# Общий раздел > Чувства > Брак, семья, дети >  Холостяки

## Asteriks

*Вот же не везёт женщинам! И так мужчин нехватка, а тут эти закоренелые холостяки! Что это за категория мужчин такая? Чего не женятся? Порассуждаем?*

----------


## Sanych

Знаю по своим друзьям, что если до 30 не женился, потом глядя на своих женатых друзей у них к женитьбе вообще желание пропадает. Так что девушки делайте выводы.

----------


## Marusja

а мы вот недавно одного 32 летнего женили, сопротивлялся правда почти целый год, но потом его начали откармливать всякими вкусностями и он здался, так что путь к сердцу мужчины лежит через известный орган

----------


## vova230

Да уж, видно навалились кучей. Парень уж подумал будь что будет, а то житья совсем не дадут.

----------


## Asteriks

Клюнул на вкуснятинку, значит. Слабак! Если б я была холостяком, ни за какие коврижки меня не заставили бы жениться! Я бы представила себе, что явится некая особа в мой налаженный холостяцкий быт и будет везде совать свой любопытный нос. То носки не туда положил, то не той тряпочкой стол вытер.

----------


## Marusja

там такой кадр, что он сам свою жену теперь гоняет за стол невытертый и тапочки криво поставленные

----------


## vova230

> Клюнул на вкуснятинку, значит. Слабак! Если б я была холостяком, ни за какие коврижки меня не заставили бы жениться! Я бы представила себе, что явится некая особа в мой налаженный холостяцкий быт и будет везде совать свой любопытный нос. То носки не туда положил, то не той тряпочкой стол вытер.
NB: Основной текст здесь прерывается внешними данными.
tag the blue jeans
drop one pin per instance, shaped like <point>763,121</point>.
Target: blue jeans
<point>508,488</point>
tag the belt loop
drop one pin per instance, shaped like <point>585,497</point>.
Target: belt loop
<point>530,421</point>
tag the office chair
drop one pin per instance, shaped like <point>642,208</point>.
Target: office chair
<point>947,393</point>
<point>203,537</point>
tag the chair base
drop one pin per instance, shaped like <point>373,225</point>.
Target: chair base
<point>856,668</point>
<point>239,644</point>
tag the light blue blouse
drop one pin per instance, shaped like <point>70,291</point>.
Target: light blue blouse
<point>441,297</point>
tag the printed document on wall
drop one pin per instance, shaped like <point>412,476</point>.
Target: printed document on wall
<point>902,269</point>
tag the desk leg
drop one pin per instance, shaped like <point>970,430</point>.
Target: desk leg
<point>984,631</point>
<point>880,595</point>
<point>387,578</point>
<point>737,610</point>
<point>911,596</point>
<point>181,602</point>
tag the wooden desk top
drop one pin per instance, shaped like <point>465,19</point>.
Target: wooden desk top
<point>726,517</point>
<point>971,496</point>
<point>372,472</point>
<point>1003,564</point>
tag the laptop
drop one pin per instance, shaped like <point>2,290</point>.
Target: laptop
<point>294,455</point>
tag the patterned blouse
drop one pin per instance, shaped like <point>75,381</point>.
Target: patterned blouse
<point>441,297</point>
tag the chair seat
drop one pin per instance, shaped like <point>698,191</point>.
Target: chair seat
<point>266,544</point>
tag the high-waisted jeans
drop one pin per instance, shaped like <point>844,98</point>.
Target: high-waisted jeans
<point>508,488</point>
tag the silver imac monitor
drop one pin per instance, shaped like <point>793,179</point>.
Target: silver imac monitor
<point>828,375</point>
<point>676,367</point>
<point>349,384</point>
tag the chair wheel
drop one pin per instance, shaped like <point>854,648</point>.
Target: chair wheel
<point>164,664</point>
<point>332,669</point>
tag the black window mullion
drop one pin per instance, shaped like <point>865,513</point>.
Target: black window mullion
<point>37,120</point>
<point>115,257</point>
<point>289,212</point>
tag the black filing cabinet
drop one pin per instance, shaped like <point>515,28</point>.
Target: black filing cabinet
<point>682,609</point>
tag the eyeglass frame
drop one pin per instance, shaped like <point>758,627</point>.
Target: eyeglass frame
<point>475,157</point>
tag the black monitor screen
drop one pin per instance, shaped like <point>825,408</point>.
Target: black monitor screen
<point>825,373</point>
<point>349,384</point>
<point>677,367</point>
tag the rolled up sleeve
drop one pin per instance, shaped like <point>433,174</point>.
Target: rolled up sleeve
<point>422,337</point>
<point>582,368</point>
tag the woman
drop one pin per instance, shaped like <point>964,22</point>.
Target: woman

Абсолютно верно. Хотя как знать, может действительно пришло время и нашлась судьба.

----------


## Pasha_49

Я бы женился, очень хочется, но не могу найти на ком. Не хочу быть холостяком.

----------


## tra-ta-ta

*ох как я зарекался что буду холостяком как минимум до 25-27 лет, а в итоге всё решилось за 15 дней*

----------


## Akasey

а я об этом как-то не думал, гулял пока гулялось

----------


## Irina

Я думаю многие из них жили по принципу: сначала учеба, потом карьера, затем дом построить. Так молодость и прошла, а вместе с ней и желание что-то менять в своей жизни.

----------